Reputation: 7053
I am taking a few paragraphs from a database and try to seperate the paragraphs into an array with regex and different classes..but nothing works.
I tried to do this:
public function get_first_para(){
$doc = new DOMDocument();
$doc->loadHTML($this->review);
foreach($doc->getElementsByTagName('p') as $paragraph) {
echo $paragraph."<br/><br/><br/>";
}
}
But I get this:
Warning: DOMDocument::loadHTML() [domdocument.loadhtml]: Unexpected end tag : p in Entity, line: 9 in C:\Inetpub\vhosts\bestcamdirectory.com\httpdocs\sandbox\model\ReviewContentExtractor.php on line 18
Catchable fatal error: Object of class DOMElement could not be converted to string in C:\Inetpub\vhosts\bestcamdirectory.com\httpdocs\sandbox\model\ReviewContentExtractor.php on line 20
Why do I get the message, Is there an easy way to extract all the paragraphs from a string?
UPDATE:
public function get_first_para(){
$pattern="/<p>(.+?)<\/p>/i";
preg_match_all($pattern,$this->review,$matches,PREG_PATTERN_ORDER);
return $matches;
}
I would prefer the second way..But it doesnt work well too..
Upvotes: 2
Views: 4693
Reputation: 20753
The DOMDocument::getElementsByTagName returns a DOMNodeList object which is iterable but not an array. In the foreach
the $paragraph
variabl is an istance of DOMElement so simply using it as a string won't work (as the error explains).

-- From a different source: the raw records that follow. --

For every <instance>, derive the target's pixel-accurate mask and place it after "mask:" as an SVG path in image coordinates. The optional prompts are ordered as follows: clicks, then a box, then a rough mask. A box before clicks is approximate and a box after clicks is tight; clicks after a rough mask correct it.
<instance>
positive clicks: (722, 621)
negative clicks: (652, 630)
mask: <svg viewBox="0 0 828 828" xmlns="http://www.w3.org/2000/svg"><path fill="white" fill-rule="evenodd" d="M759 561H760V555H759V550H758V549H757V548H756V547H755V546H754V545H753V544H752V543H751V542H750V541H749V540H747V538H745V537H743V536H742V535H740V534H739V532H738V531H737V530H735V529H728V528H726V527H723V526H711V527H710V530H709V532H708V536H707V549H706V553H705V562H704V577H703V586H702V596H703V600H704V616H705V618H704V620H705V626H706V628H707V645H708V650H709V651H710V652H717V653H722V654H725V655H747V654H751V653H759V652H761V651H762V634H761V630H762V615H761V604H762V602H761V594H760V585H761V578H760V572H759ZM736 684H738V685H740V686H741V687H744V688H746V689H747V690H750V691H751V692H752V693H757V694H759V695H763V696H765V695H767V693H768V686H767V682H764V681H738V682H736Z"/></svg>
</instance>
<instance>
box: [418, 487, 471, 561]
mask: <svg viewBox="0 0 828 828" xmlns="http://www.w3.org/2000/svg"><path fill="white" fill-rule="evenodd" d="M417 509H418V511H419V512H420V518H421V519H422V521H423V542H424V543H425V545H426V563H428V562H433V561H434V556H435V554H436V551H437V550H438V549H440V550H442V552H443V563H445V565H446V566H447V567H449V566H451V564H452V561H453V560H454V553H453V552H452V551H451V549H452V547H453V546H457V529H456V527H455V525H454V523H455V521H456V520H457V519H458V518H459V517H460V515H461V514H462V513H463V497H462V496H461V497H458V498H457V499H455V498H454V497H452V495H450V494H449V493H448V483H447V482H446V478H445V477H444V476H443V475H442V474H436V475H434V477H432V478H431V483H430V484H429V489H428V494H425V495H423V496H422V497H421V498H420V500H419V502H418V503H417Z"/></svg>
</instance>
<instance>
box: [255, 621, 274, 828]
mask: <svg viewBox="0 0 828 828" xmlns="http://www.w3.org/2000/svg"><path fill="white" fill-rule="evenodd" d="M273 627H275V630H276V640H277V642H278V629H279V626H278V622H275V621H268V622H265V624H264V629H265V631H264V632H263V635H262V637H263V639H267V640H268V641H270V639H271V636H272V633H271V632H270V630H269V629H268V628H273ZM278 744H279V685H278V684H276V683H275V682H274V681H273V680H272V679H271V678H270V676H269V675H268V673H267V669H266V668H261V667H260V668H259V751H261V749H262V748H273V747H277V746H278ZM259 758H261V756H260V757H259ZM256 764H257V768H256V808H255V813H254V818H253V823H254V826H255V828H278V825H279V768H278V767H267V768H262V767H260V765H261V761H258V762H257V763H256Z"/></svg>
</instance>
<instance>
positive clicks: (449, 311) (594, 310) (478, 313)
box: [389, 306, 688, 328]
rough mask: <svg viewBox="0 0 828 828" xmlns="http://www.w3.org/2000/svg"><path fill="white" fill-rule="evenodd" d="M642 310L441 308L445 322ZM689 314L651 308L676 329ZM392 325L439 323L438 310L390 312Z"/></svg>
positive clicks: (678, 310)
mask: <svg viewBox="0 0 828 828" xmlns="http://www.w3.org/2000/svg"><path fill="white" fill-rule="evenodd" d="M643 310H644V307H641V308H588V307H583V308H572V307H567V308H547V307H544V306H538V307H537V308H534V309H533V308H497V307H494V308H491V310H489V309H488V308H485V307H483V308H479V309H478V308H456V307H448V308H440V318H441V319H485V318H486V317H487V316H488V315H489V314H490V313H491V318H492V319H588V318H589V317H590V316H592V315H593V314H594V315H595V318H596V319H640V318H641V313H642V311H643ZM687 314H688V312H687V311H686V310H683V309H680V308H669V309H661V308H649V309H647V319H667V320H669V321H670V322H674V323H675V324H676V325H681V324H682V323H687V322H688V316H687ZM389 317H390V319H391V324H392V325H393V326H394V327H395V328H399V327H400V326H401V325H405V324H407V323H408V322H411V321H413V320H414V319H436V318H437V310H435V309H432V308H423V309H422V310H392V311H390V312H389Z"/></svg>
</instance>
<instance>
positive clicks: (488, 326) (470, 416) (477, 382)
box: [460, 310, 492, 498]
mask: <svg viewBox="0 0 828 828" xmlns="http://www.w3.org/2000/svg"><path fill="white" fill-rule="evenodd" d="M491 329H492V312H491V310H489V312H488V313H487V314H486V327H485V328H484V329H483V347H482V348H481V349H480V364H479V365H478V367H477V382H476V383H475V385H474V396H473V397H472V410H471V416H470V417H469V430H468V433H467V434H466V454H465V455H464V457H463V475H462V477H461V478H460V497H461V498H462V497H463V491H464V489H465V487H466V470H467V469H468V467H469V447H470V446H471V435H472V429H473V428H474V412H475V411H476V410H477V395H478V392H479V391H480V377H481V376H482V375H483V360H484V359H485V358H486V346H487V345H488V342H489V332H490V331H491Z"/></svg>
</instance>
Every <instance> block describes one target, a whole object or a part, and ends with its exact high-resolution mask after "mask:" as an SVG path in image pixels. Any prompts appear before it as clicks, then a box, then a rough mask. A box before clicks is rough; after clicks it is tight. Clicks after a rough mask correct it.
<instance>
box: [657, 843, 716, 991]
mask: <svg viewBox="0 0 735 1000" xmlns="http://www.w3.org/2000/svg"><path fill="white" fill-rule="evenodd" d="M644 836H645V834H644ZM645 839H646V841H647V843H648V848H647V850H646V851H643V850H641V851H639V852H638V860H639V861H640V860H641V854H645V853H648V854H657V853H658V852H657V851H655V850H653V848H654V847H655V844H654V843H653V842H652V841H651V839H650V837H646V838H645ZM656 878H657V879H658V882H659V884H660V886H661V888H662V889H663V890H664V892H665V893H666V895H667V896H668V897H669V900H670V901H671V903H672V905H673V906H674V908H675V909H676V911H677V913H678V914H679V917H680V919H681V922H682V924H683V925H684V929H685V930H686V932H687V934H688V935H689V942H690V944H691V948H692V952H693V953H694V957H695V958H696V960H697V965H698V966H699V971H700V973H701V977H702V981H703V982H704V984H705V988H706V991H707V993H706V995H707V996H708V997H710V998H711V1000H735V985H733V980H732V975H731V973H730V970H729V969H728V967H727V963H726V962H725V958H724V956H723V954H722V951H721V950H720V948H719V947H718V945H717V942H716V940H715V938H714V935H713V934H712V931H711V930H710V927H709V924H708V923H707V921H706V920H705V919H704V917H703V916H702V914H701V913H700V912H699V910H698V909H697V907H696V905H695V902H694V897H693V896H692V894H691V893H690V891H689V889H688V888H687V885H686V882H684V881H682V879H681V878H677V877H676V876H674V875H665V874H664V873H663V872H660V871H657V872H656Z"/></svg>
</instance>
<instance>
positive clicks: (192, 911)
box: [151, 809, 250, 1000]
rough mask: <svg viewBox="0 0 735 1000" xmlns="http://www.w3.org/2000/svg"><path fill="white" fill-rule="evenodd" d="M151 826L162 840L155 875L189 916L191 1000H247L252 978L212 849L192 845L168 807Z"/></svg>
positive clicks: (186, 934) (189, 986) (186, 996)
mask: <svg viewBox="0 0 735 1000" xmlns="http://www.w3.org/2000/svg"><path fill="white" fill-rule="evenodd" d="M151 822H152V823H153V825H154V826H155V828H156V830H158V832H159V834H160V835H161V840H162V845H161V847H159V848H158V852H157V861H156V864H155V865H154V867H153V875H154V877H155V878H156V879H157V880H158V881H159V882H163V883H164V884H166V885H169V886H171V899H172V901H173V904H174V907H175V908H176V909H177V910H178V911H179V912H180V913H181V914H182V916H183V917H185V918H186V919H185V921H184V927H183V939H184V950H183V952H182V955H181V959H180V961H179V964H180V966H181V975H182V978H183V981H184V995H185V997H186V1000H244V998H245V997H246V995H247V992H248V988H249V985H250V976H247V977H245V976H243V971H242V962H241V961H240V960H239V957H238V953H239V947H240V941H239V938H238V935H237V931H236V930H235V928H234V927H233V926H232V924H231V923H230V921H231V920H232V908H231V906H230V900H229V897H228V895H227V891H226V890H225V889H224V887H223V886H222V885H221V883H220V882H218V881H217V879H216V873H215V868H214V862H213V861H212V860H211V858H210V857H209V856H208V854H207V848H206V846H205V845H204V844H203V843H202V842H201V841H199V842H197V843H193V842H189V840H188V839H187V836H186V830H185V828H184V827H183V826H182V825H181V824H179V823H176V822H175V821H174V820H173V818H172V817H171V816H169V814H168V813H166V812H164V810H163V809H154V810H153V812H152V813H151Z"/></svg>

What you want is the text content of the DOMElement, which is available trough the textContent property of those (inherited from DOMNode class):
foreach($doc->getElementsByTagName('p') as $paragraph) {
echo $paragraph->textContent."<br/><br/><br/>"; // for text only
}
Or if you need the full content of the DOMNode you can use DOMDocument::saveHTML:
foreach($doc->getElementsByTagName('p') as $paragraph) {
echo $doc->saveHTML($paragraph)."<br/><br/><br/>\n"; // with the <p> tag
// without the <p>
// if you don't need the containing <p> tag, you can iterate trough it's childs and output them
foreach ($paragraph->childNodes as $cnode) {
echo $doc->saveHTML($cnode);
}
}
As for your loadHTML error, the html input is invalid, you can suppress warnings with:
libxml_use_internal_errors(true); // before loading the html content
If you need these errors, see the libxml's error handling part of the manual.
Since you insists on regexps here's how you could go about it:
preg_match_all('!<p>(.+?)</p>!sim',$html,$matches,PREG_PATTERN_ORDER);
The pattern modifiers: m
means multiline, s
means the .
can match line ends, i
for case insensitivity.
Upvotes: 4